Announcements

• Suggested reading on course page
• Homework 5 will be posted soon
• Mid-course survey also coming soon

Bias

• Using an estimator $$\hat \theta$$ of the parameter $$\theta$$. Is this a good idea?
• The bias of $$\hat \theta$$ is $\text{Bias}(\hat \theta) = E[\hat \theta - \theta] = E[\hat \theta] - \theta$
• We say $$\hat \theta$$ is unbiased for $$\theta$$ if $$\text{Bias}(\hat \theta) = 0$$.
• Last time we considered $$U_1, \ldots U_n \sim U[0,\theta]$$ and using the maximum $$U_{(n)}$$ as an estimate of $$\theta$$
• For that example we found $$E[U_{(n)}] = \frac{n-1}{n}\theta < \theta$$, the sample maximum underestimated the true maximum.

Mean squared error

• How good is an estimator?
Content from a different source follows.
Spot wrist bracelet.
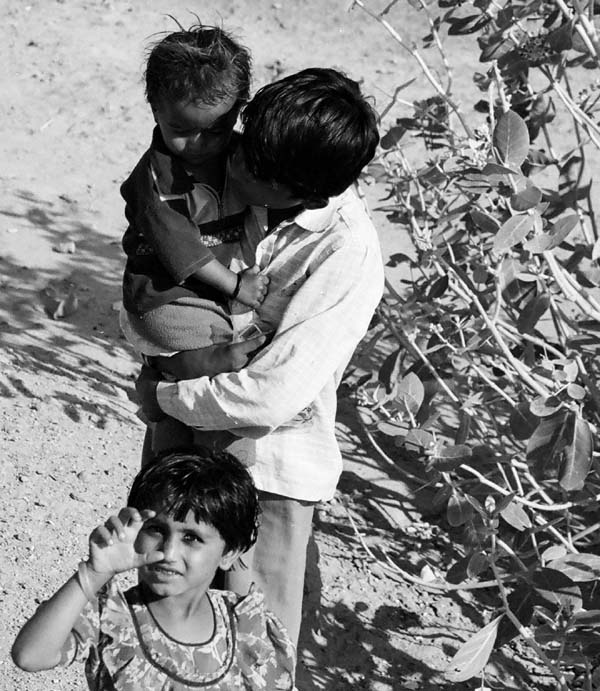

One way to quantify this is the mean squard error $\text{MSE}(\hat \theta) = E[(\hat \theta - \theta)^2]$
• If we imagine repeating the data collection many times and computing $$\hat \theta$$ repeatedly, then MSE is the average squared distance of $$\hat \theta$$ from the true value.
• Exercise: what is the MSE of $$\bar X$$ as an estimator of $$\mu = E[X]$$?
• Solving an earlier mystery: why is $$n-1$$ the denominator in the sample standard deviation, instead of $$n$$? $E\left[\frac{1}{n} \sum_{i=1}^n (X_i - \bar X)^2\right] = \frac{n-1}{n} \text{Var}(X)$
• Using $$n-1$$ gives an unbiased estimate of the variance.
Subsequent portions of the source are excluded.